NVIDIA released Cosmos 3, an open-source foundation model for physical AI that unifies reasoning and generation tasks in a single Mixture-of-Transformers architecture. The release includes two model checkpoints (Cosmos 3 Nano at 8B parameters for edge inference, Cosmos 3 Super at 32B for datacenter deployment), six synthetic datasets covering robotics, autonomous driving, warehouse operations, and physics simulation, open post-training scripts, and Cosmos NIM microservices for GPU deployment. The model supports multimodal inputs (text, image, video, audio, action) and outputs, enabling applications from robotic manipulation to autonomous vehicle prediction.

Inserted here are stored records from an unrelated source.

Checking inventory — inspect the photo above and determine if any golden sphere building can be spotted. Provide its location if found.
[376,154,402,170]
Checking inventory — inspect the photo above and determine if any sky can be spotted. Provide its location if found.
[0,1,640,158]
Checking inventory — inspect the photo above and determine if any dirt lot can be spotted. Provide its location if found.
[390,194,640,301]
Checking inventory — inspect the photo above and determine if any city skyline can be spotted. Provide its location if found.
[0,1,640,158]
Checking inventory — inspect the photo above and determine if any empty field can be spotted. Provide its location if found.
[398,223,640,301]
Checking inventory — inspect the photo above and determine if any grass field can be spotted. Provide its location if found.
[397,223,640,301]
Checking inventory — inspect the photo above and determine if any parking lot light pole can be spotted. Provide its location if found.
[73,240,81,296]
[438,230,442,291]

For commerce practitioners, Cosmos 3 eliminates the need to orchestrate multiple specialized models for physical understanding and generation—a significant operational simplification for warehouse automation, last-mile delivery, and supply-chain robotics. The open-source datasets and post-training scripts allow teams to adapt the model to domain-specific scenarios without starting from scratch, reducing time-to-deployment for physical AI applications. NVIDIA's Human Evaluation benchmark (HUE) provides fine-grained quality verification across semantic alignment, physical laws, and geometric reasoning, giving practitioners objective metrics for production readiness.

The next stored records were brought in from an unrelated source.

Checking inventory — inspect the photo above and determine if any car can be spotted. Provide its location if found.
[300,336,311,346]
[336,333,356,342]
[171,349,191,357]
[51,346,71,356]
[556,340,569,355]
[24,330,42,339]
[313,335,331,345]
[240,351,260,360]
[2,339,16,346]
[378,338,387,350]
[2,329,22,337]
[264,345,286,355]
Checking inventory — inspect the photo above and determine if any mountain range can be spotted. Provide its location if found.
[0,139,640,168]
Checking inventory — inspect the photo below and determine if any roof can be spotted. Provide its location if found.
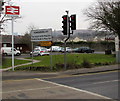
[2,35,22,44]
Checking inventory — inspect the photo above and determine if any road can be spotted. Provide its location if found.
[3,71,118,99]
[46,72,118,99]
[5,51,105,58]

Cosmos 3 currently leads public benchmarks including R-Bench, PAI-Bench, and Physics-IQ, and ranks as top open-source model on Artificial Analysis for text-to-image and image-to-video tasks. The unified architecture and open licensing position it as a credible alternative to proprietary physical AI platforms, particularly for organizations building supply-chain automation, autonomous warehouse systems, and robotic fulfillment infrastructure.